Raising of SIGKILL is implemented as calling subprocess.Popen.terminate which calls TerminateProcess.
os.kill and subprocess.Process.send_signal support only SIGKILL, CTRL_C_EVENT and CTRL_BREAK_EVENT.
When writing signal handlers in Python, CTRL_C_EVENT is notified as SIGINT signal and CTRL_BREAK_EVENT is notified as SIGBREAK signal.
CTRL_C_EVENT and CTRL_BREAK_EVENT are dispatched to all processes in process group.
Only CTRL_BREAK_EVENT can be raised from one process group targeting other process group.
hat.aio.run_asyncio on Windows
Implementation of run_asyncio takes into account previously mentioned restrictions. This means that signals for which default behavior is temporary overridden include SIGBREAK.

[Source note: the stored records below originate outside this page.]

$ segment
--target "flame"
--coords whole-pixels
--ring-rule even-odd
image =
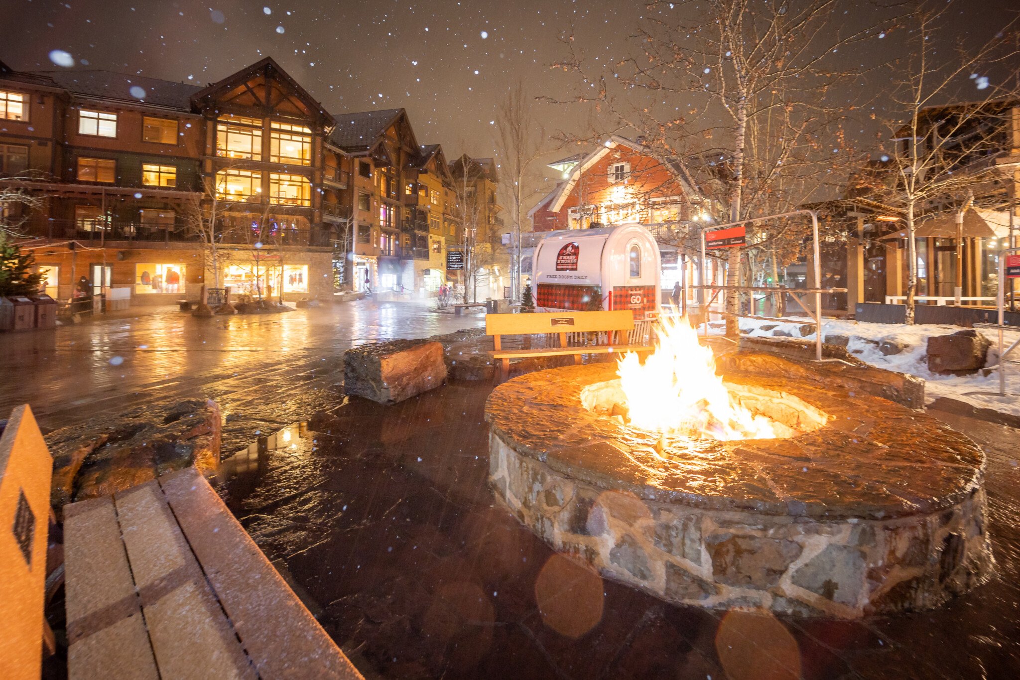
[[[655,352],[644,364],[632,352],[617,363],[631,425],[663,435],[775,438],[771,420],[730,396],[712,350],[698,342],[686,317],[661,318],[655,332]]]

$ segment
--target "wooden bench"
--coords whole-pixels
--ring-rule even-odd
[[[494,359],[502,361],[500,379],[510,373],[511,359],[527,357],[559,357],[573,355],[580,363],[582,354],[615,354],[617,352],[651,352],[645,344],[629,344],[634,330],[633,312],[628,309],[613,312],[553,312],[533,314],[490,314],[486,317],[486,334],[493,336]],[[568,345],[568,333],[599,333],[595,345]],[[532,350],[504,350],[503,335],[533,335],[555,333],[559,347]],[[605,344],[599,341],[605,333]]]
[[[194,467],[63,514],[71,680],[362,677]]]
[[[0,678],[38,680],[55,641],[43,612],[53,459],[32,409],[19,406],[0,436]]]
[[[460,313],[463,312],[468,307],[486,307],[486,303],[483,303],[483,302],[472,302],[472,303],[467,303],[467,304],[454,305],[453,306],[453,313],[454,313],[455,316],[460,316]]]

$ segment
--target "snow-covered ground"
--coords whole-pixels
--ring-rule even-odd
[[[788,323],[776,324],[774,321],[759,321],[757,319],[741,319],[741,328],[750,331],[753,336],[771,336],[777,330],[788,332],[794,337],[801,337],[801,323],[811,321],[807,317],[789,317]],[[775,326],[768,330],[762,326]],[[959,326],[927,324],[908,326],[902,323],[863,323],[859,321],[844,321],[827,319],[822,321],[822,339],[828,335],[846,335],[850,338],[847,349],[861,361],[885,368],[890,371],[909,373],[925,380],[925,401],[930,404],[939,397],[948,397],[967,402],[977,408],[992,409],[1002,413],[1020,416],[1020,348],[1013,351],[1006,361],[1006,396],[999,397],[999,371],[992,368],[987,376],[977,372],[973,375],[938,375],[928,370],[925,359],[927,338],[931,335],[948,335],[961,330]],[[699,328],[699,332],[703,332]],[[718,327],[709,327],[709,333],[721,333]],[[999,364],[999,331],[990,328],[978,329],[991,342],[986,367]],[[1004,333],[1004,347],[1020,337],[1020,331]],[[815,334],[805,336],[814,341]],[[870,341],[870,342],[869,342]],[[889,341],[903,347],[899,354],[884,355],[879,350],[882,341]],[[981,394],[974,394],[981,393]]]

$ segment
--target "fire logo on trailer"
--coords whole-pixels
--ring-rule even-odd
[[[574,242],[568,243],[556,254],[556,271],[577,271],[577,257],[580,246]]]

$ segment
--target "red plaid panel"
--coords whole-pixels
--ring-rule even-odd
[[[613,289],[610,309],[630,309],[635,319],[644,319],[655,313],[654,285],[617,285]]]
[[[571,312],[598,311],[602,309],[602,289],[598,285],[539,283],[534,306]]]

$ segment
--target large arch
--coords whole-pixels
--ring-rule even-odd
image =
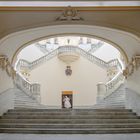
[[[89,25],[53,25],[16,32],[0,40],[0,50],[6,53],[8,47],[9,54],[6,54],[12,59],[16,52],[34,41],[66,34],[86,35],[104,40],[118,48],[126,57],[127,62],[139,51],[140,40],[135,35],[112,28]]]
[[[16,54],[28,44],[46,37],[65,34],[85,35],[104,40],[118,48],[126,56],[126,62],[133,55],[140,53],[140,39],[134,34],[113,28],[83,24],[51,25],[9,34],[0,40],[0,52],[7,55],[14,64]],[[138,84],[134,88],[139,91]]]

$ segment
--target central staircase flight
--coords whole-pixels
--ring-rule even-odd
[[[13,109],[1,117],[0,133],[140,133],[140,119],[127,109]]]

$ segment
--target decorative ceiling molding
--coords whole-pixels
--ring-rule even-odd
[[[80,21],[83,18],[79,17],[77,10],[71,6],[68,6],[63,12],[62,15],[56,18],[56,21]]]

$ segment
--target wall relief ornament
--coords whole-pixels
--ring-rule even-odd
[[[67,68],[66,68],[66,70],[65,70],[65,74],[66,74],[67,76],[71,76],[71,74],[72,74],[71,66],[67,66]]]
[[[129,76],[131,76],[134,73],[135,70],[138,70],[139,67],[140,67],[140,55],[135,55],[128,63],[125,70],[123,70],[123,75],[127,79]]]
[[[6,55],[0,55],[0,68],[5,70],[8,76],[14,78],[16,75],[16,71],[12,67],[11,63],[8,60]]]
[[[77,10],[71,6],[68,6],[63,12],[62,15],[56,18],[57,21],[79,21],[83,18],[79,17]]]

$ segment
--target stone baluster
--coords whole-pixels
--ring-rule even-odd
[[[104,83],[97,84],[97,103],[99,103],[106,94],[106,85]]]

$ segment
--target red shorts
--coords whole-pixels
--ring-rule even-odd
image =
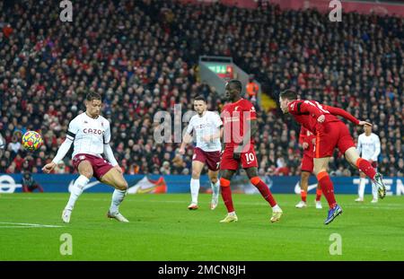
[[[250,144],[250,150],[246,153],[242,153],[240,159],[233,158],[234,149],[233,147],[224,149],[220,162],[220,170],[233,170],[239,169],[239,164],[242,162],[242,169],[258,167],[257,156],[255,154],[254,145]]]
[[[342,121],[329,122],[323,125],[324,129],[316,135],[314,158],[330,157],[338,147],[342,154],[351,147],[355,147],[349,130]]]
[[[192,156],[192,161],[199,161],[206,163],[207,169],[210,170],[219,170],[220,151],[206,152],[196,147],[194,149],[194,156]]]
[[[94,172],[94,178],[98,180],[101,180],[102,176],[113,168],[112,165],[103,158],[84,153],[76,154],[73,158],[73,166],[78,170],[78,165],[83,161],[90,161],[92,167],[92,171]]]
[[[312,172],[313,168],[314,168],[314,161],[312,156],[309,156],[303,153],[301,166],[302,171]]]

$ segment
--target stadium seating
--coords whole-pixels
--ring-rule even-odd
[[[293,87],[369,119],[382,141],[380,171],[403,176],[402,18],[349,13],[335,23],[314,10],[159,0],[75,1],[74,9],[73,22],[62,22],[44,2],[0,2],[0,172],[40,172],[84,109],[85,93],[98,92],[126,173],[189,174],[192,150],[180,157],[179,144],[156,144],[154,117],[173,113],[174,104],[192,109],[199,94],[220,110],[224,100],[198,78],[198,57],[212,55],[233,57],[274,100]],[[298,126],[280,110],[258,111],[259,173],[299,174]],[[357,138],[361,129],[347,125]],[[18,142],[31,129],[45,144],[28,154]],[[65,163],[73,171],[69,156]],[[355,174],[337,153],[330,169]]]

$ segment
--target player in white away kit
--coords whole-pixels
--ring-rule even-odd
[[[194,100],[194,109],[198,112],[193,116],[187,128],[183,142],[180,147],[180,153],[185,153],[185,146],[192,141],[193,134],[197,139],[197,147],[192,157],[192,179],[190,191],[192,202],[188,206],[189,210],[198,209],[198,196],[199,193],[199,177],[205,164],[207,165],[212,187],[212,202],[210,208],[216,208],[219,198],[219,174],[220,153],[222,145],[220,136],[223,134],[223,122],[220,116],[213,111],[206,110],[205,98],[198,96]]]
[[[379,136],[372,133],[372,126],[365,125],[364,133],[360,135],[357,139],[357,151],[361,154],[361,157],[369,161],[372,166],[376,169],[377,168],[377,157],[380,154],[380,138]],[[356,198],[356,202],[363,202],[364,195],[364,186],[366,185],[366,176],[364,173],[360,173],[360,182],[358,187],[358,195],[359,197]],[[373,199],[372,203],[377,203],[377,186],[374,185],[373,181],[372,183],[372,194],[373,196]]]
[[[74,144],[73,164],[78,170],[80,176],[73,185],[69,201],[63,211],[63,222],[70,222],[70,215],[75,201],[83,193],[83,189],[90,179],[94,176],[101,182],[115,187],[107,216],[127,222],[128,221],[119,214],[119,207],[127,194],[127,182],[122,175],[122,170],[115,160],[110,145],[110,121],[100,115],[101,95],[89,93],[85,100],[85,112],[78,115],[70,122],[65,142],[60,145],[52,161],[45,165],[42,170],[46,173],[52,171]],[[101,157],[102,153],[109,162]]]

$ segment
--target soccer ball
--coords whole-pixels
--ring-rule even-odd
[[[22,135],[22,146],[29,151],[34,151],[42,145],[42,137],[35,131],[28,131]]]

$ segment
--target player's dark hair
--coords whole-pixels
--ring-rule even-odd
[[[92,101],[92,100],[101,100],[101,95],[99,93],[90,92],[85,97],[85,100],[87,100],[88,101]]]
[[[285,91],[283,91],[279,94],[279,97],[281,99],[287,99],[287,100],[297,100],[297,93],[295,92],[294,92],[293,90],[286,89]]]
[[[227,83],[233,84],[233,88],[237,89],[240,92],[242,91],[242,82],[239,80],[230,80],[227,82]]]
[[[203,100],[204,102],[206,102],[205,97],[202,95],[198,95],[197,97],[195,97],[194,100]]]

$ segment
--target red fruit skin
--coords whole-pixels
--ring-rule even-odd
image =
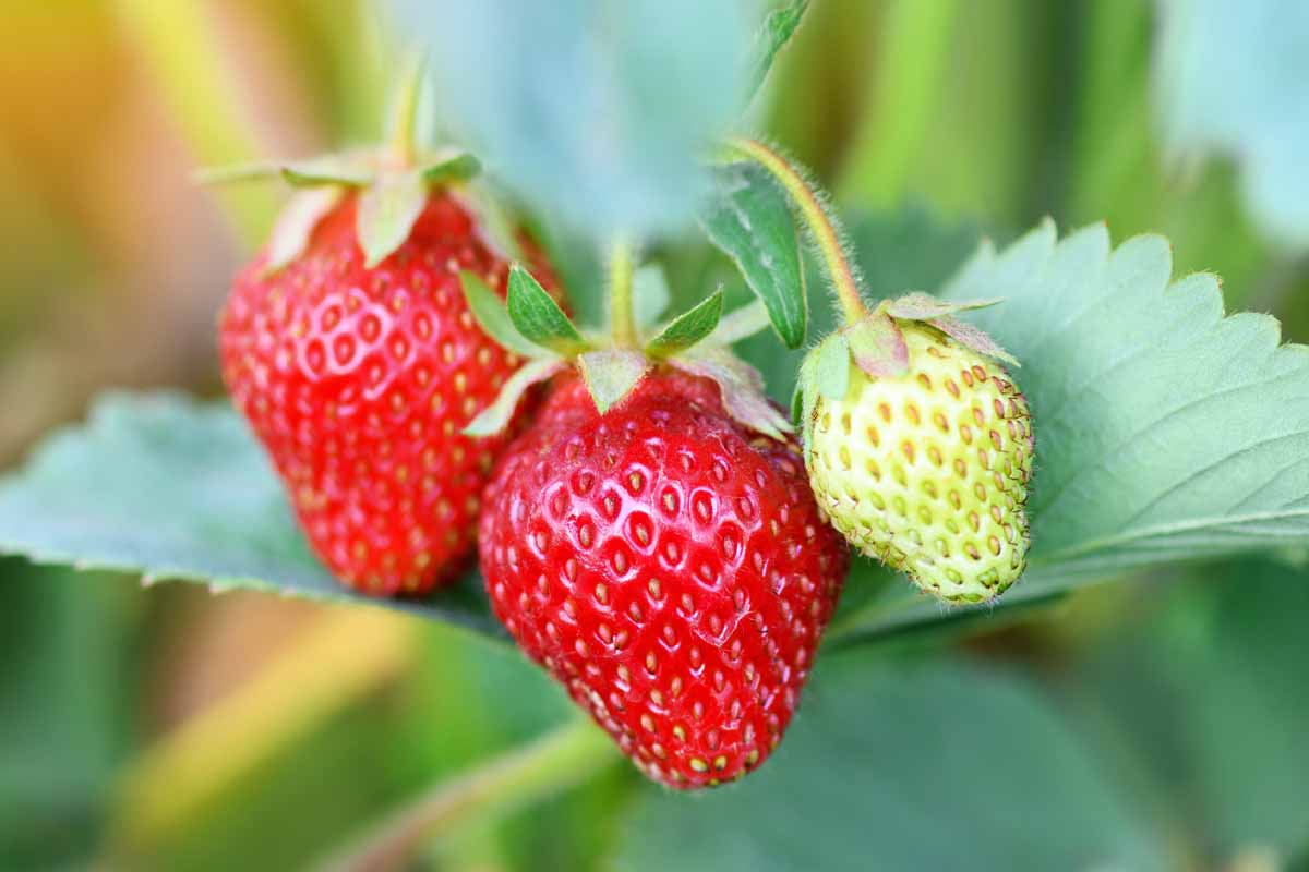
[[[505,438],[459,431],[518,366],[474,322],[458,273],[503,295],[508,263],[433,193],[369,269],[355,212],[348,197],[271,276],[267,254],[241,272],[220,318],[223,377],[331,571],[367,594],[423,594],[473,554]]]
[[[569,374],[484,502],[492,608],[647,775],[712,786],[771,753],[850,566],[796,444],[675,370],[603,417]]]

Depending on used implementation of asyncio event loop, there exist possibility that signal handlers will not be triggered while event loop is in state of waiting for IO associated events. This problem is currently addressed by providing periodical "wakeup" of event loop every 0.5 seconds. This period is responsible for latency between raising events and notification of their occurrence which can last up to 0.5 second.
Because of these addition logic implemented inside run_asyncio, same code provided as example of running asyncio application with hat.aio.run_asyncio can be run on Windows with same behavior as on other systems.